For attractor basins it is best to try out small sizes first, especially for networks other than regular 1d CA. Much larger systems sizes may be run ``forward only`` for just space-time patterns, or ``backwards'' to generate a subtree. The maximum sizes DDLab can support are 9999 for 1d, and 255255 for 2d, but in practice smaller sizes are preferable. A good size for 1d space-time patterns for a clear view of other features on the screen is 150-200.
A small network size n is appropriate for attractor basins as these exist in a state-space that grows exponentially (though the program's upper limit for single basins or subtrees is as above, and n=32 for basin of attraction fields).
As an example, the time to generate the basin of attraction field of some 1d CA rules for a range of neighbourhood, k, and system size, n, is noted below. With some notable exceptions, the table shows the time doubling with increasing n, and by a factor of about 1.6 with increasing k (on my 66MHz 486),
n= 12 13 14 15 16 17 18
time= 2s 4.9s 8s 16s 32s 1m4s 2m13s k=3 rule (dec) 193
time= 3.8s 7s 13s 27s 50s 1m47s 3m37s k=4 rule (hex) e9 24
time= 5.4s 9.8s 30s 37s 1m18s 2m36s 8m46s k=5 rule (hex) b7 55 d3 d9
A similar exercise for random Boolean networks (wiring and rules selected at random) gave the following more erratic timings, especially sensitive to k.
n= 12 13 14 15 16
time= 12s 21s 40s 1m13s 3m21s k=2
time= 18s 50s 1m8s 2m43s 8m39ss k=3
time= 60s 2m8s 4m33s 34m32s 87m20s k=4
The timing depends on n, k, the rule, and the resulting topology of attractor basins (the greater the characteristic in degree, the longer the time).

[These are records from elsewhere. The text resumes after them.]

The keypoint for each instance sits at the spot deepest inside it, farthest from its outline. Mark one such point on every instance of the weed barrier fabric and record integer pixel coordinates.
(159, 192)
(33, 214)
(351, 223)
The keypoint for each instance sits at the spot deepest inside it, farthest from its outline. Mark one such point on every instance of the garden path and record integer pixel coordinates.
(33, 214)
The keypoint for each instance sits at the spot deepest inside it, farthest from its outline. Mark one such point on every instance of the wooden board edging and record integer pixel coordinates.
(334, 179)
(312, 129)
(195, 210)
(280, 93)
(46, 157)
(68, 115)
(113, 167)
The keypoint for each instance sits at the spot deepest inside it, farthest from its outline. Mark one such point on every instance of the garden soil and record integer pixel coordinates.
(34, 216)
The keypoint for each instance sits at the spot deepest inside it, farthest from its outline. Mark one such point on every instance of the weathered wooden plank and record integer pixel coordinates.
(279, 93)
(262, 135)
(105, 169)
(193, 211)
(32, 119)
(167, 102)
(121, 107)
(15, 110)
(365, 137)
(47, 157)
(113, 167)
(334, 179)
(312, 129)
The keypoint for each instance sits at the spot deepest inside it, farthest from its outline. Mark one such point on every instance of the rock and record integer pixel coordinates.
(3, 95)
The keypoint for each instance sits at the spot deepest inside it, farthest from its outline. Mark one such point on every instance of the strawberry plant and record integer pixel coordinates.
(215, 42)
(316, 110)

In the case of random Boolean networks, the timing also depends to the particular wiring and rule mix.
The system size that is appropriate for generating an attractor basin in a reasonable time can be inferred from the above. Large sizes may be tried, but may impose unacceptable time, memory and display constraints. Single basins, and especially sub-trees, may be generated for relatively much larger systems, especially for rules having a low in-degree.